4) SERVIZI SOCIO SANITARI

Tema di rilevante importanza è quello dei servizi Socio–Sanitari dell’Area Nord.

Vogliamo che vengano rispettati tutti gli impegni presi con l’ultimo PAL, Piano Attuativo Locale, compresi tutti gli investimenti previsti per l’ospedale ed il territorio di Mirandola e della Bassa Modenese. Vogliamo che vengano realizzate le Case per la salute, l’Hospice all’interno dell’Area Nord, e lo studio per una ottimizzazione dei servizi sanitari oggi offerti sul territorio, in una sempre maggiore integrazione con l’ospedale di Carpi per migliorare e qualificare i servizi offerti ai pazienti. Crediamo poi che sia giunto il momento di fare uno studio di fattibilità sull’ospedale unico baricentrico fra Carpi e Mirandola, per garantire un futuro sostenibile economicamente e qualitativamente alla sanità pubblica dell’Area Nord.

Dovremo inoltre rafforzare la medicina del territorio ed i servizi domiciliari, con una sempre maggiore integrazione con i Medici di Medicina Generale.

5) POLITICHE DI AREA VASTA

Le politiche di area vasta diventeranno sempre più indispensabili per il governo dei territori e per mantenere alto il livello della qualità dei servizi offerti ai cittadini.
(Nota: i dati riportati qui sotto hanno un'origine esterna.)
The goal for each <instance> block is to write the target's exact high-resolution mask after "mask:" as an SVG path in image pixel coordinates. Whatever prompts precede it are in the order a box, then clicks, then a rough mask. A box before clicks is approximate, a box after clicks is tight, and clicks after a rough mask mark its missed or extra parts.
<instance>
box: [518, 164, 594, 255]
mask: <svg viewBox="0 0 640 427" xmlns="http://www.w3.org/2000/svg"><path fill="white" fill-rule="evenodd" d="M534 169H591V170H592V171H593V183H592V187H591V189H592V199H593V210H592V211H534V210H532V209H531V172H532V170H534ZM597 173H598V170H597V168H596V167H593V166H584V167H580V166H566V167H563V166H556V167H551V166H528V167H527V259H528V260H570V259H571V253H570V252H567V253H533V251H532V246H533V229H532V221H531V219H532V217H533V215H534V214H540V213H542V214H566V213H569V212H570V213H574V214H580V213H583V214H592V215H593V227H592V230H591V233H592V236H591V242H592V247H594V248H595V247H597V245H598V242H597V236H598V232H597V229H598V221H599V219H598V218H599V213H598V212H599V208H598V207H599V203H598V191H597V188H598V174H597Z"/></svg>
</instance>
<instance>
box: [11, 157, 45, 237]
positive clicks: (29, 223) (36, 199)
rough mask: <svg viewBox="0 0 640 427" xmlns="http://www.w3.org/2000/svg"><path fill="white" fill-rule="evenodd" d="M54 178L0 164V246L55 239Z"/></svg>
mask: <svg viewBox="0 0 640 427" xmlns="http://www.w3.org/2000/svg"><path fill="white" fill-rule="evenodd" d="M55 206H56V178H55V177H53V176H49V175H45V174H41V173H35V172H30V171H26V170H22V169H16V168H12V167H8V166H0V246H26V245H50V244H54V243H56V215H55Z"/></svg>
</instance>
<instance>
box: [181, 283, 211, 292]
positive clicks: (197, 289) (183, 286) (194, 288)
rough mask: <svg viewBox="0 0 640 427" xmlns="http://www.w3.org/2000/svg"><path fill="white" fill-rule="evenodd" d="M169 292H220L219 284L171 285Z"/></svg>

Abbiamo bisogno di ragionare con coraggio e decisione sul rafforzamento dell’Unione dei Comuni Modenesi dell’Area Nord e, in prospettiva di prossime fusioni fra Comuni, con l’obbiettivo di raggiungere una dimensione ottimale per avere un peso specifico maggiore ai tavoli politici dove si decidono le strategie più importanti del nostro territorio, anche in riferimento all’abolizione delle Province.

Gli enormi impegni che ci aspettano nei prossimi 5 anni, per essere realizzati hanno bisogno di una Macchina Amministrativa che risponda con prontezza alle esigenze della cittadinanza. Abbiamo bisogno di procedure snelle, risposte rapide e sinergia con i tempi che la ricostruzione ci chiede, per evitare di trovarci impantanati in situazioni che guardano più alla forma che alla sostanza.

E’ necessario che sia la politica a guidare la macchina amministrativa, dettando chiare linee di governo e verificando periodicamente con severità il recepimento di queste linee.

6) DIFESA E SALVAGUARDIA DEL TERRITORIO

La difesa e la salvaguardia del territorio è sempre più un’azione imprescindibile, in quanto vogliamo una città sempre più sostenibile ed a misura d’uomo, con particolare attenzione al patrimonio storico e culturale.

La tutela ambientale si deve coniugare con le scelte politiche di carattere urbanistico, evitando ulteriore consumo di territorio, valorizzando l’esistente e migliorandone la qualità: ridurre i consumi energetici, la produzione di rifiuti e la loro raccolta differenziata.

Particolare attenzione poi andrà posta al tema della valorizzazione delle aree di rispetto naturale, prima fra tutte quella della Valli.